Among 465 patients treated with either intact fish-skin grafts or synthetic comparators, hospital length of stay was 24.2 days versus 33.5 days, respectively, representing a statistically significant 9.3-day reduction (p = 0.005). All four complication endpoints—sepsis, graft loss, venous thromboembolism, and hospital-acquired pressure injury—were numerically lower with intact fish-skin, including graft loss in 3.2% versus 8.3% of patients.

A prespecified sensitivity analysis in a broader mixed-product cohort (n = 687) confirmed these findings, with an adjusted length of stay of 27.6 days for intact fish-skin compared with 38.5 days for synthetic products (p < 0.001). The research was presented during the symposium “Decoding Fish Skin in Burn Care: Treatment Algorithms, Mechanism of Action, and Real-World Application,” and a preprint of the study is available.

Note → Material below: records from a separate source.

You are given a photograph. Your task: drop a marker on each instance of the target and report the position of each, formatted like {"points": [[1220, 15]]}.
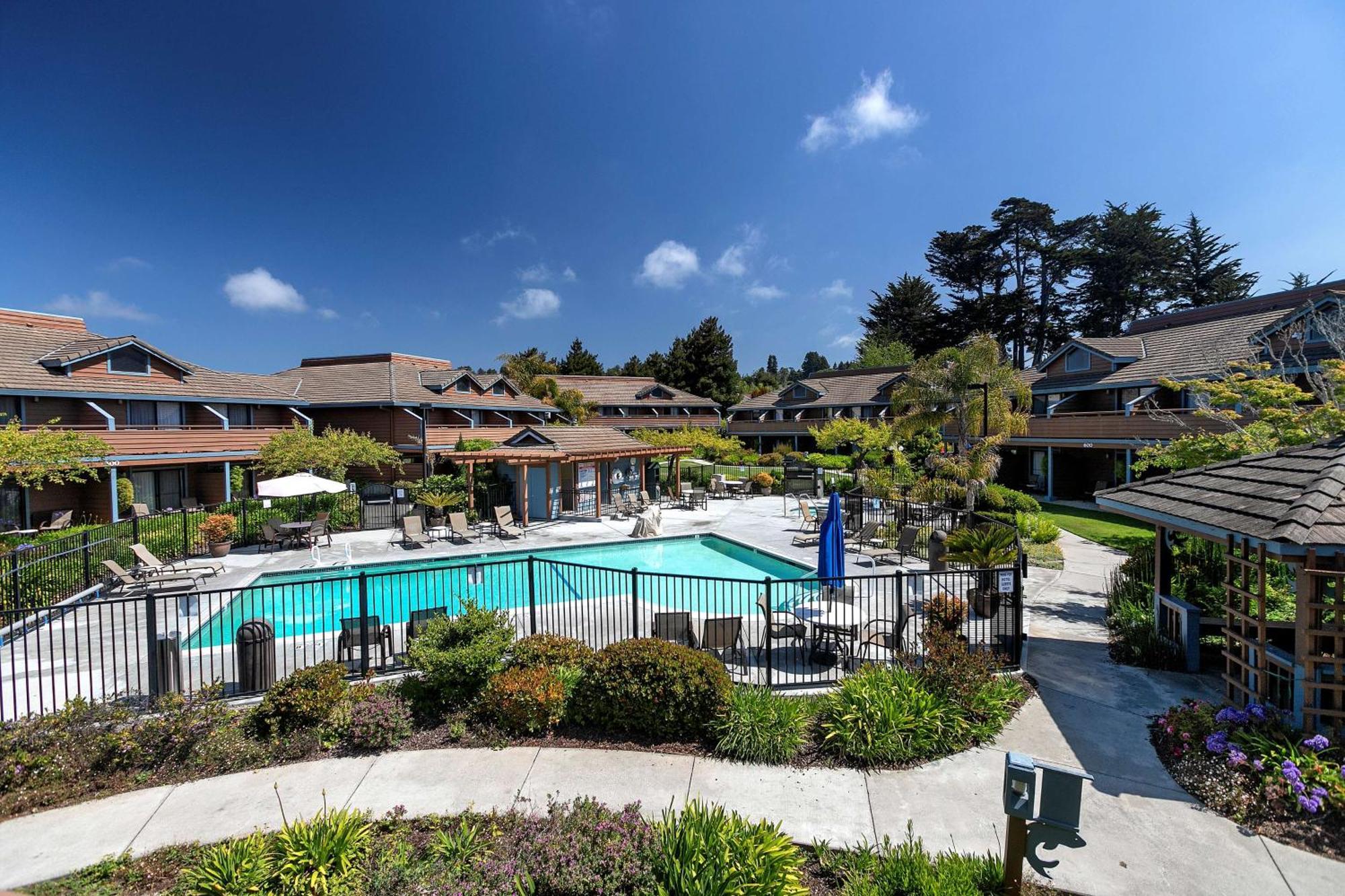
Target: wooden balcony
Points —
{"points": [[1113, 425], [665, 421], [132, 442]]}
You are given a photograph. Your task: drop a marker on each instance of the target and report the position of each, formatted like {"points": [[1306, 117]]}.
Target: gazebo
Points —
{"points": [[1286, 505], [570, 470]]}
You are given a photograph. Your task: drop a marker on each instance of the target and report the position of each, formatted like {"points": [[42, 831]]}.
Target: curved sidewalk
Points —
{"points": [[1143, 831]]}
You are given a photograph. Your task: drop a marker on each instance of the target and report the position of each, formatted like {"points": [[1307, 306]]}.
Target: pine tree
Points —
{"points": [[580, 362], [1206, 272], [703, 362], [1128, 268], [909, 311]]}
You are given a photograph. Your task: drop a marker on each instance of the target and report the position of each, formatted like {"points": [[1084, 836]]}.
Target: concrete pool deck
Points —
{"points": [[1141, 831]]}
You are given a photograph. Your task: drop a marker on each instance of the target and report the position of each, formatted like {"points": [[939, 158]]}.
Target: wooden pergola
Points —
{"points": [[1286, 505], [566, 446]]}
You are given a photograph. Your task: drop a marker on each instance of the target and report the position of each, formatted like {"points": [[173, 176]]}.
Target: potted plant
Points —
{"points": [[219, 533], [436, 501], [984, 548]]}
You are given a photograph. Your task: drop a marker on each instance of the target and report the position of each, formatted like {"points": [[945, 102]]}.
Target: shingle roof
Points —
{"points": [[24, 348], [393, 382], [627, 391], [1291, 497], [832, 388]]}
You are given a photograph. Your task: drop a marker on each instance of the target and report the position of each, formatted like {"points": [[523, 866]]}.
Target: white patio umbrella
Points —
{"points": [[298, 485]]}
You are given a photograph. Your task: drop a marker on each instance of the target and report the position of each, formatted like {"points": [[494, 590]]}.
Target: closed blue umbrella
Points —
{"points": [[832, 544]]}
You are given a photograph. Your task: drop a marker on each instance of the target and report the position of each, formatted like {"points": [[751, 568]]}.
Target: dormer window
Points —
{"points": [[130, 361]]}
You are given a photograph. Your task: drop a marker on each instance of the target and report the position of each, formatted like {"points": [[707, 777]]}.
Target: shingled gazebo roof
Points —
{"points": [[1289, 499]]}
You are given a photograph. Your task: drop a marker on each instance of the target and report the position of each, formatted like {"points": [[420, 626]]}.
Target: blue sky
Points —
{"points": [[249, 184]]}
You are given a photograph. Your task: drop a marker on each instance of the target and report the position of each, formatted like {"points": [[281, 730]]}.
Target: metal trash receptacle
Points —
{"points": [[255, 649]]}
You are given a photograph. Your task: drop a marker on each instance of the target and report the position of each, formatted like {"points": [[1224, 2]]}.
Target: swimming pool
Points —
{"points": [[310, 602]]}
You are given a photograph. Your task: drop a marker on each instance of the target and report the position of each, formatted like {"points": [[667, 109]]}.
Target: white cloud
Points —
{"points": [[127, 263], [763, 292], [537, 274], [670, 266], [870, 115], [735, 259], [839, 290], [529, 306], [259, 291], [478, 241], [98, 304]]}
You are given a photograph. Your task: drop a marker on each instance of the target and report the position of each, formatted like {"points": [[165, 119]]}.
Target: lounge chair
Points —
{"points": [[883, 634], [154, 564], [60, 520], [723, 634], [459, 528], [880, 555], [676, 627], [177, 584], [349, 641], [414, 530], [505, 524], [781, 626], [420, 618]]}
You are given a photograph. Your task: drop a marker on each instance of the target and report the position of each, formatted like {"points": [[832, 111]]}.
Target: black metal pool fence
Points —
{"points": [[777, 633]]}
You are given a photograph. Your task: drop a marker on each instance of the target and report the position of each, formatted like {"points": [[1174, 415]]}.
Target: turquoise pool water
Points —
{"points": [[311, 602]]}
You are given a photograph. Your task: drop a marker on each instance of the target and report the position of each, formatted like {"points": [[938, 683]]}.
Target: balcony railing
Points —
{"points": [[176, 440]]}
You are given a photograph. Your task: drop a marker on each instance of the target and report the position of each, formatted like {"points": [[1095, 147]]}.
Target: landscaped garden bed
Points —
{"points": [[1254, 767], [473, 685], [576, 848]]}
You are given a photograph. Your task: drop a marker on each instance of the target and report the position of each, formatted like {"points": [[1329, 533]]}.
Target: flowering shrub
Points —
{"points": [[1262, 754], [525, 700]]}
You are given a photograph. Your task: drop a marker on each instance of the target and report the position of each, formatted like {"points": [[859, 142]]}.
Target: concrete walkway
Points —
{"points": [[1143, 831]]}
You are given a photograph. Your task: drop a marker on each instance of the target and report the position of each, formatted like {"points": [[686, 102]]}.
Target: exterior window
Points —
{"points": [[159, 489], [130, 361]]}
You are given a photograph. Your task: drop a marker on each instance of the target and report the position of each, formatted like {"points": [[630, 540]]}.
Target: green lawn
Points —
{"points": [[1108, 529]]}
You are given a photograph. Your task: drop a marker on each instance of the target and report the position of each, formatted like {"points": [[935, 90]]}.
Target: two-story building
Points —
{"points": [[176, 428], [422, 407], [789, 413], [1098, 401], [636, 403]]}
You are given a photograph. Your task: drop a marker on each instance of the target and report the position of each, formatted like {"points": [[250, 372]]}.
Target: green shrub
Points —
{"points": [[458, 655], [996, 497], [525, 700], [759, 725], [653, 688], [551, 650], [887, 715], [379, 719], [319, 854], [1035, 528], [708, 852], [305, 698], [233, 866]]}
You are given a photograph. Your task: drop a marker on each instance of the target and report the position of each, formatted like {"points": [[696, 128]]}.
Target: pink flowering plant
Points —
{"points": [[1261, 751]]}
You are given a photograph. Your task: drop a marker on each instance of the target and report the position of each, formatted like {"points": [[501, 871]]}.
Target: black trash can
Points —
{"points": [[256, 655]]}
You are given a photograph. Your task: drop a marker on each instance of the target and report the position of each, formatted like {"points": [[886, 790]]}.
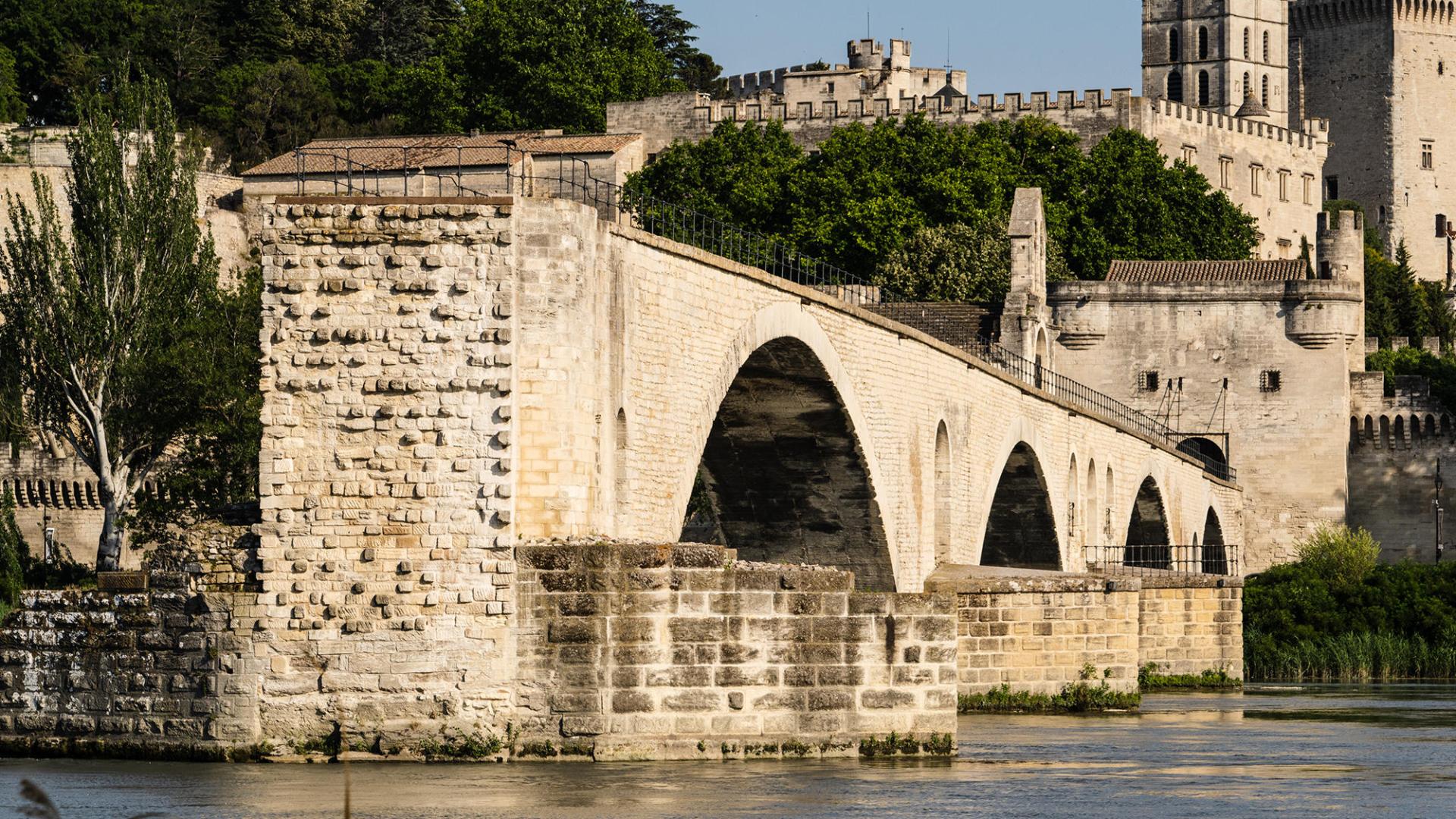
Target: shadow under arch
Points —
{"points": [[1021, 529], [783, 475], [1215, 556], [1147, 539]]}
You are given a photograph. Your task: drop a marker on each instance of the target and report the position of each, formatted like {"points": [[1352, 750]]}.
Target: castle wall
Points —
{"points": [[1201, 335], [1209, 140], [677, 651]]}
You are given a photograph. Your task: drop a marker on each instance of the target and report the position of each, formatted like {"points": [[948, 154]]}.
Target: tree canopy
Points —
{"points": [[259, 76], [865, 199]]}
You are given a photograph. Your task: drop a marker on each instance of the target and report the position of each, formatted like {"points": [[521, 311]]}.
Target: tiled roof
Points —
{"points": [[438, 150], [1244, 270]]}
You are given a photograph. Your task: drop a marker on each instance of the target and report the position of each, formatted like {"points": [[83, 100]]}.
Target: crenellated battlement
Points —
{"points": [[1065, 105]]}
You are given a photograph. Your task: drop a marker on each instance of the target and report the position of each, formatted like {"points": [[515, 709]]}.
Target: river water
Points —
{"points": [[1299, 751]]}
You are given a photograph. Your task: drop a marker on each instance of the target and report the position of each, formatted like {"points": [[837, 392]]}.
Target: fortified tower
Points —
{"points": [[1216, 53], [1385, 74]]}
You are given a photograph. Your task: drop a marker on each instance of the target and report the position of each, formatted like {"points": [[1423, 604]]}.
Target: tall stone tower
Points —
{"points": [[1383, 72], [1216, 53]]}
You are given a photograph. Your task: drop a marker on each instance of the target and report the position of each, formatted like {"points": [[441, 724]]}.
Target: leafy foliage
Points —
{"points": [[1337, 615], [862, 202], [104, 321]]}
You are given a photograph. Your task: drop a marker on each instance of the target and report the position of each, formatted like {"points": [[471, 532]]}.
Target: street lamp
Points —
{"points": [[1440, 513]]}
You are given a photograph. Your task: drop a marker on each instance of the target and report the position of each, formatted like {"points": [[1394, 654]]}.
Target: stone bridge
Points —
{"points": [[813, 430]]}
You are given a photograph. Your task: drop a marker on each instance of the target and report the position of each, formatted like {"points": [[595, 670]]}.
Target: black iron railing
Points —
{"points": [[1209, 558]]}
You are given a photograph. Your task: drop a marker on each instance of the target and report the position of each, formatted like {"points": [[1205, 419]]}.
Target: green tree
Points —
{"points": [[960, 262], [526, 64], [12, 108], [101, 316]]}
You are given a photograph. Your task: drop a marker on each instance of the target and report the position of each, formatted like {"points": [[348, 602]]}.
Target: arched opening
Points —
{"points": [[943, 496], [1147, 537], [1021, 529], [1072, 500], [1215, 554], [1206, 450], [783, 475]]}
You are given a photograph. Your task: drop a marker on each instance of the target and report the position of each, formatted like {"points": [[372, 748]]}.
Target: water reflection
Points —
{"points": [[1305, 751]]}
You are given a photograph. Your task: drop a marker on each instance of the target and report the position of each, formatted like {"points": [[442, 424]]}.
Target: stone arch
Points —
{"points": [[1147, 531], [1021, 528], [943, 494], [783, 474]]}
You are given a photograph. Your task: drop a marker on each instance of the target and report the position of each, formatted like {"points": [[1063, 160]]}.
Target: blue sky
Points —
{"points": [[1002, 46]]}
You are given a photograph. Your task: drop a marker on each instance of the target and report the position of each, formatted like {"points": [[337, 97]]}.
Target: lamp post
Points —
{"points": [[1440, 513]]}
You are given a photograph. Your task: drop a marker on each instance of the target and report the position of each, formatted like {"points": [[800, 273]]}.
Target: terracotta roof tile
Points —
{"points": [[1244, 270]]}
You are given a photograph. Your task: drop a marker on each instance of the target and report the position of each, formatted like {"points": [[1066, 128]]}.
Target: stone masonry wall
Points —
{"points": [[126, 673], [1036, 632], [680, 651], [1191, 624], [386, 468]]}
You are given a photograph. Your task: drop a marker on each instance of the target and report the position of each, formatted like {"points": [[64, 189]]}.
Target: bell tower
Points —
{"points": [[1216, 53]]}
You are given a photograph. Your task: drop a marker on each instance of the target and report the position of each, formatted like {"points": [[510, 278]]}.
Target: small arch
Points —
{"points": [[1021, 529], [1215, 556], [943, 496], [1147, 538]]}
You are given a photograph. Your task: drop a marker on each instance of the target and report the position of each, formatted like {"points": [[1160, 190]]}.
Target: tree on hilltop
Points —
{"points": [[105, 319]]}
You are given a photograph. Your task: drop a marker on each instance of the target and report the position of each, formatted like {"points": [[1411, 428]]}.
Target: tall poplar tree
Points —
{"points": [[102, 321]]}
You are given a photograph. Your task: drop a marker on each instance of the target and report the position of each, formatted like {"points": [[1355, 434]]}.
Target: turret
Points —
{"points": [[1340, 249]]}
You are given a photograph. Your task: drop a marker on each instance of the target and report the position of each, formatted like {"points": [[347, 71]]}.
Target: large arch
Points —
{"points": [[1147, 539], [1021, 528], [783, 474]]}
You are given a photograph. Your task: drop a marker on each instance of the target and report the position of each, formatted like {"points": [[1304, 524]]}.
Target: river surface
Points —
{"points": [[1298, 751]]}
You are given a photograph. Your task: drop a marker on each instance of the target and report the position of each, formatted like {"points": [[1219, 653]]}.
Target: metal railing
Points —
{"points": [[340, 169], [573, 178], [1210, 558]]}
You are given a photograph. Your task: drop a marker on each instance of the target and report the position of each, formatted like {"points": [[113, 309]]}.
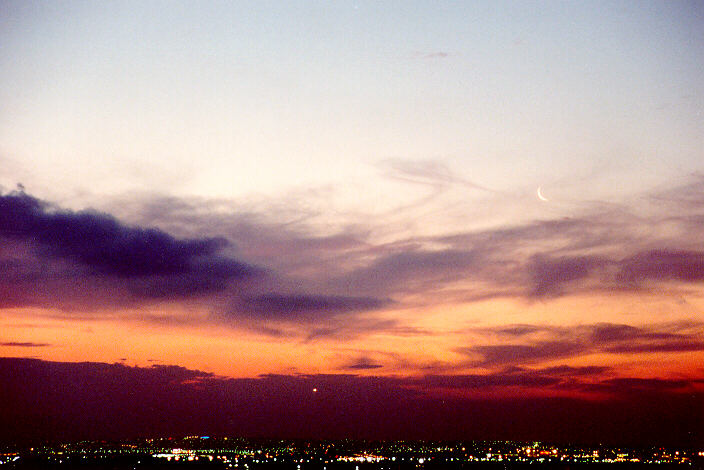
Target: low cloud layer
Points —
{"points": [[57, 400], [529, 345]]}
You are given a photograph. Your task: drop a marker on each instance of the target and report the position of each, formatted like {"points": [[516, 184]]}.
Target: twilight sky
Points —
{"points": [[260, 198]]}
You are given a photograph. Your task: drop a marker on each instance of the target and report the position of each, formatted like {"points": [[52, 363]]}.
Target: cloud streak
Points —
{"points": [[96, 400]]}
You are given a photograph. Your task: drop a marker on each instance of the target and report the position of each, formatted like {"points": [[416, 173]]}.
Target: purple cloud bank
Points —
{"points": [[56, 400]]}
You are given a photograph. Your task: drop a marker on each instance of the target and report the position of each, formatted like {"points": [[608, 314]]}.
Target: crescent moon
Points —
{"points": [[541, 197]]}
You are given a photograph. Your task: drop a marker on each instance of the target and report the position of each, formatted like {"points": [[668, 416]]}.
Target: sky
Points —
{"points": [[468, 213]]}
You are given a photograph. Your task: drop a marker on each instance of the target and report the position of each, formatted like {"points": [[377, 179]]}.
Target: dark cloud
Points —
{"points": [[492, 355], [363, 363], [51, 400], [567, 342], [99, 245]]}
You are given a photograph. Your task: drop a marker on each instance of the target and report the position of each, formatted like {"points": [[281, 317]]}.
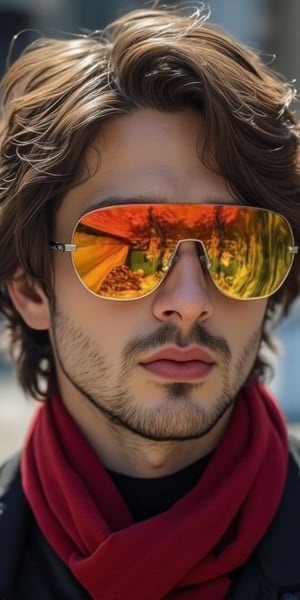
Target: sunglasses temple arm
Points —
{"points": [[63, 247]]}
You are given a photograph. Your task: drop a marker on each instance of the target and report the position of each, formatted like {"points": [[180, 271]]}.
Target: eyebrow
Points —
{"points": [[143, 199]]}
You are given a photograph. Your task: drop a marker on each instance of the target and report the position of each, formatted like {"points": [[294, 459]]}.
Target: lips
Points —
{"points": [[179, 364]]}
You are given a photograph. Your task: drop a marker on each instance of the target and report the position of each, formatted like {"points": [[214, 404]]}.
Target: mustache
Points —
{"points": [[170, 334]]}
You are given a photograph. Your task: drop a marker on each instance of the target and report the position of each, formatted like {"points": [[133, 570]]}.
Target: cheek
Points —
{"points": [[240, 321]]}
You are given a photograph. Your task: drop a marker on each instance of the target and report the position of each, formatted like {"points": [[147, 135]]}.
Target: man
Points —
{"points": [[149, 230]]}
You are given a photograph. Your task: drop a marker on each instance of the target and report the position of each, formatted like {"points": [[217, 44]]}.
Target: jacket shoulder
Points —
{"points": [[14, 522]]}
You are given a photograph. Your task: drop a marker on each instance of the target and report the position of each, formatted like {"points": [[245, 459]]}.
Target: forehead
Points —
{"points": [[145, 154]]}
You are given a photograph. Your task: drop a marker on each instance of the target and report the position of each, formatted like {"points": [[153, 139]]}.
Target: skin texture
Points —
{"points": [[138, 422]]}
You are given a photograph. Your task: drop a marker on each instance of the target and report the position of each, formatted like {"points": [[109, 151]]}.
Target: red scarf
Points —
{"points": [[186, 552]]}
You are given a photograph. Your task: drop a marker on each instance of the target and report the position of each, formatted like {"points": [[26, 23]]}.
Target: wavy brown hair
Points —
{"points": [[56, 97]]}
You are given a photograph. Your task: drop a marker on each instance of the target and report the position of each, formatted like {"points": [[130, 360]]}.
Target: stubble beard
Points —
{"points": [[177, 416]]}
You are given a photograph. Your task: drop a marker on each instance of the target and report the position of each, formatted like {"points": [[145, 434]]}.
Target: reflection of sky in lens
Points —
{"points": [[129, 221], [124, 250]]}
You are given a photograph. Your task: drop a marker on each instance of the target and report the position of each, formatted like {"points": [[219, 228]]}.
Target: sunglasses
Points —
{"points": [[124, 252]]}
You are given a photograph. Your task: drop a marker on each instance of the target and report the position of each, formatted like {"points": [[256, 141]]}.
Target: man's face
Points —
{"points": [[121, 356]]}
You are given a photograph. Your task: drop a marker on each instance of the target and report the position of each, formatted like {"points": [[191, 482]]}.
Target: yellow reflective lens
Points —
{"points": [[123, 252]]}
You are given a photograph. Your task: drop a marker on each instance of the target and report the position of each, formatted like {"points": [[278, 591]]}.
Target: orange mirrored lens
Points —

“The intact fish-skin grafts achieved wound-bed readiness and closure significantly faster than the synthetic products, and the graft loss rate was lower, not higher. The wound bed that forms under fish-skin is not just quick to develop. It holds up. That matters, because speed without reliability is not progress,” said Rajiv Sood, MD, FACS, professor of surgery, member of Kerecis Scientific Advisory Board and the research lead author.

“The question this study raises is not simply whether one product closes wounds faster than another. It is whether every burn wound actually requires three to four weeks of staged integration before it can accept a graft. For many of the injuries in this dataset, the answer appears to be no.” added Dr. Sood.